The expiration comes as much attention has focused on large amounts of betting in options in the biggest tech and momentum names, and much of the positioning has been bullish in call options that bet the underlying stocks will go higher. Some of the action is the result of big investors, like SoftBank, but another big driver has been retail investors.

“If we assume that retail is long a lot of these September expiring calls in stocks like Apple and Tesla and the market continues to move lower, due to the aftermath of the Fed, market makers unwind their hedges against those long calls. In theory, that could exacerbate the move lower, but it really works in either direction,” said Chris Murphy, Susquehanna Financial co-head of derivative strategy.

Murphy said retail investors are much more involved in options on individual stocks than they were a year ago.

“If you want to see the difference, equity open interest from this September to last September is up significantly, to 55 million from 40 million. That compares to open interest in ETFs. That was 29.25 million and now it’s down to 28.9 million,” he said. Murphy said individual investors may be more inclined to trade single stocks while institutions and bigger investors could be move involved in ETFs and indexes. Open interest, or the total open contracts, on the indexes like the S&P 500 also fell to 4.5 million from 5.1 million.

With the shift in focus to individual stock names, that could make trading in those issues more volatile in both directions for the rest of the week. According to Goldman Sachs, options volumes in 50 single stocks accounts for 89% of the notional volumes for all individual equity options.

Emanuel said he’s not concerned about the potential for excessive moves in stocks around expiration, but in general he has been concerned about aggressive buying in out-of-the-money calls in a few stocks. Those calls, which bet on big moves higher, are priced at historic premiums to out-of-the-money puts, which bet on falling stock prices. Normally, it is more expensive to hedge against a downside move, but now it is more expensive in some names to hedge a move higher.

“I’m worried about it within the context that it’s just another one of the signs that these stocks are over-owned ad over-loved, and rightly so, given their performance and the momentum throughout August,” he said. But that type of options buying is acting as a negative warning for stocks, and it still illustrates too much froth.

Emanuel said there was a turn in sentiment when the market sell-off Sept. 2, but the options positioning in some high-flying names has not changed. “They are still pricing in FOMO [fear of missing out], instead of fear,” he said.

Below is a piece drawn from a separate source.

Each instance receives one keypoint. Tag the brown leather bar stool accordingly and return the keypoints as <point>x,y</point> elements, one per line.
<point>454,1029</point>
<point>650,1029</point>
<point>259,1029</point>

As for this week’s expirations, Murphy said the Fed is the bigger driver of the stock market, but options positioning can be exaggerating moves in either direction.  

“Now that we’ve moved through some of the lower strikes, the market makers who are hedged with long stock, now sell the stock,” said Murphy. He pointed to Apple as an interesting example. The stock was off its lows in late morning trading, and just below the level where there is a lot of options interest.

“The highest open interest strike is September $112.50,” he said. “Yesterday’s close was above it. Today we’re below it, so it’s in play … If we make the assumption retail is long and the market maker is short, as the stock trades above $112.50, there will have to be buying to hedge and that could exacerbate a move higher. If it goes back below, there needs to be selling. They don’t need as much of a hedge.”

Goldman Sachs analysts said in a note that investors have been concerned about the high concentration of activity in a few names, while options activity is at record levels. So Goldman studied it and found that options activity is typically concentrated in a relatively small number of stocks.

For instance, since 2006, at various times, the top five stocks, in terms of options activity, had accounted for 25% to 75% of single stock notional volumes.

Goldman studied a period in 2012 to 2013, when five stocks were at all time highs and also saw the most options activity. They were Apple, Amazon, Alphabet, Netflix and Booking Holdings, then Priceline. It did not have an adverse impact on the stock market. The S&P 500 returned 45% over the two years, and the VIX,  the Cboe Volatility Index, declined to 14 at the end of 2013, from 24 at the end of 2011.